Process Changes Required to Accommodate the New Technology
To fully benefit from the new technology, certain processes may need to be modified, and others may need to be introduced. Recommendations made in this area are exclusive to the introduction of the new technology and are designed to maximize the benefits that can be derived from deployment.
Optimal Method and Rate to Integrate Speech Recognition into the Documentation Process
This component of the operational plan details the pace at which the new technology can be integrated successfully into the documentation process. The unique factors in place at the facility are incorporated into this section, and optional scenarios should be developed, along with the effect and potential consequences of each.
Key Stakeholder Updates during the Project
End users often resist change, yet their acceptance of this technology is vital to the project's success. A clear strategy to address their concerns prior to go-live is important. A successful strategy to accomplish this goal includes the following components:
- Provide informational sessions for transcriptionists and physicians to demonstrate how the system meets the objectives of their respective areas
- Conduct interactive updates with user representatives from all key stakeholders to keep them current on the progress of the project during the implementation phase
- Once the system has gone live, provide regular communications to the end users emphasizing the project's benefits, the rollout schedule, and future plans
Establish Benchmarks Prior to Deployment
To accurately measure the success of the project, it is critical for predeployment benchmarks to be established. This provides the baseline for comparison once the system is installed, which will enable you to gauge the success levels for various components of the project.

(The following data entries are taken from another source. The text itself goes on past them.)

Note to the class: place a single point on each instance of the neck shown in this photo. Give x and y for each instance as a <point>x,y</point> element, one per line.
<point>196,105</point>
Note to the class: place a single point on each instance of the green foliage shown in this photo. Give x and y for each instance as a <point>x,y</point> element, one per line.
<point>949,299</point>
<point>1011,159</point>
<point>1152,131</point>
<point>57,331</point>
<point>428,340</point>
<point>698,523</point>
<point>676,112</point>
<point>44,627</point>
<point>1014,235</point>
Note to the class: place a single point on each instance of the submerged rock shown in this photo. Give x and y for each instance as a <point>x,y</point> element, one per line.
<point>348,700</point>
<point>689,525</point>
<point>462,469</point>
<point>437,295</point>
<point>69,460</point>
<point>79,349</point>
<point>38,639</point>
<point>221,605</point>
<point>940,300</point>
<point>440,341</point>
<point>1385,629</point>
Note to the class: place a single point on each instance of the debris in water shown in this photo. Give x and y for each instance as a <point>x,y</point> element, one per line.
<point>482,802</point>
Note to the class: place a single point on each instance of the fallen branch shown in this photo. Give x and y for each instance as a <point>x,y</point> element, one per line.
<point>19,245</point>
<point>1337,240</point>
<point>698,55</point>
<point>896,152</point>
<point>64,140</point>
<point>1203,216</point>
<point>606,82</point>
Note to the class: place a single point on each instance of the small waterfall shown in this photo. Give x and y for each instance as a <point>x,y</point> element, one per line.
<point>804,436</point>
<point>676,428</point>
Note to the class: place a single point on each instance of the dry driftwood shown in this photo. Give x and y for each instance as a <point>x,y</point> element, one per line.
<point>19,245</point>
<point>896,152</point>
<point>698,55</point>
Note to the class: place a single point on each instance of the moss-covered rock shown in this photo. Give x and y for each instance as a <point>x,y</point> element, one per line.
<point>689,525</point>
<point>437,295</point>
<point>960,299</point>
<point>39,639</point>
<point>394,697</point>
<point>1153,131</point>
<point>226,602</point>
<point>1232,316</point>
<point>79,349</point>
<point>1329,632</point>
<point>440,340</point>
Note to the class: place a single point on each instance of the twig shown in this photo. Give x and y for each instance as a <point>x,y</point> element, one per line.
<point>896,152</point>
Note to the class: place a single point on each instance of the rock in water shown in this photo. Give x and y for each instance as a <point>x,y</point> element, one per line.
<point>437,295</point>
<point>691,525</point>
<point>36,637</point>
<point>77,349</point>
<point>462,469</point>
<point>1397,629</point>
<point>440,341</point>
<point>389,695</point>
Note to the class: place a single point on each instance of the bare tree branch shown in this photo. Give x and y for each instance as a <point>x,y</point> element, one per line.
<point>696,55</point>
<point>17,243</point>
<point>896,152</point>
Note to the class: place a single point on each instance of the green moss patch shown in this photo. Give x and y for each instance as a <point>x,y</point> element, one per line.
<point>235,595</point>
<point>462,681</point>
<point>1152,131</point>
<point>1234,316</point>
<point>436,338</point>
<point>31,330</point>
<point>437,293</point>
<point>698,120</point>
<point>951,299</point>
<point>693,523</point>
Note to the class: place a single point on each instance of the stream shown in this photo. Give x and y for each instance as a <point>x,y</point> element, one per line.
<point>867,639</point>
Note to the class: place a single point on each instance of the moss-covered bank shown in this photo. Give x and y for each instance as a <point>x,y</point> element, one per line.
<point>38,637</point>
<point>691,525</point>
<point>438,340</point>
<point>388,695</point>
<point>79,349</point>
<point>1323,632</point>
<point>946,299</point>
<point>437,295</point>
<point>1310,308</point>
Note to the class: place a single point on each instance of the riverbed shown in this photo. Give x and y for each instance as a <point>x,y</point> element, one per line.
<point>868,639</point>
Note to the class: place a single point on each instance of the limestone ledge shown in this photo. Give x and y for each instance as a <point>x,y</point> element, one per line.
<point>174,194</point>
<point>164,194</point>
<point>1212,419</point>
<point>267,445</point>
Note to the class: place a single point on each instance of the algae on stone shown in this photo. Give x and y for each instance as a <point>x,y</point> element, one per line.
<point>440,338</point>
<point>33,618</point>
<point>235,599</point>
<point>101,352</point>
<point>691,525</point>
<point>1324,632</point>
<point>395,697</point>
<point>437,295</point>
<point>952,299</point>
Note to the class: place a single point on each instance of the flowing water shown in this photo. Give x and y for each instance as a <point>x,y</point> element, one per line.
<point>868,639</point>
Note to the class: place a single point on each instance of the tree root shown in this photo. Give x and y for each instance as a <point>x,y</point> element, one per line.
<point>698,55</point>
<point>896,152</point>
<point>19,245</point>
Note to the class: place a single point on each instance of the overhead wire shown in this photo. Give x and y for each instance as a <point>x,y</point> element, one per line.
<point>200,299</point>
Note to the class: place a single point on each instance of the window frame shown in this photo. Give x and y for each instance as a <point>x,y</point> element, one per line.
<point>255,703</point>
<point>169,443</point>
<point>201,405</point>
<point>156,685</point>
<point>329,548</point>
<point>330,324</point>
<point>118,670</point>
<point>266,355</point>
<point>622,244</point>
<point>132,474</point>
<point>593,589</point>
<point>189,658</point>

Additional benefits of analyzing these benchmarks postdeployment include:
- Justification to senior management to deploy the application in additional areas
- Validation to end users of concrete benefits realized as a result of their cooperative participation in the project
- Provides an incentive to users or departments that have not adopted the technology as rapidly as others
Speech Recognition and Accuracy Levels
Much has been written on this topic over the years. The standard topical analysis is that, even with 98 percent recognition, the caregiver will need to edit one of every 50 words dictated. Although true, the problem with that assessment is that it is not being compared to the accuracy provided with the current transcription process and methods in place.
Most outsourcing vendors avoid contractually committing to any level of accuracy, and when they do commit it is usually at the 95 percent level. Therefore, 98 percent accuracy with speech recognition may represent a significant improvement over the current process and require less time and effort on the physicians' part to correct or edit required changes. This is not to say that 100 percent accuracy is not the goal. However, when evaluating the efficacy of speech recognition, care should be taken to make a fair comparison of the technology versus the current method.
Also, once the time-saving methods available to the doctor are factored in, the net result may be an increase in physician efficiency. Rather than sending a report back to transcription for editing, re-reviewing the report, and then signing, a physician could simply voice edit the error, sign, and be done with the process.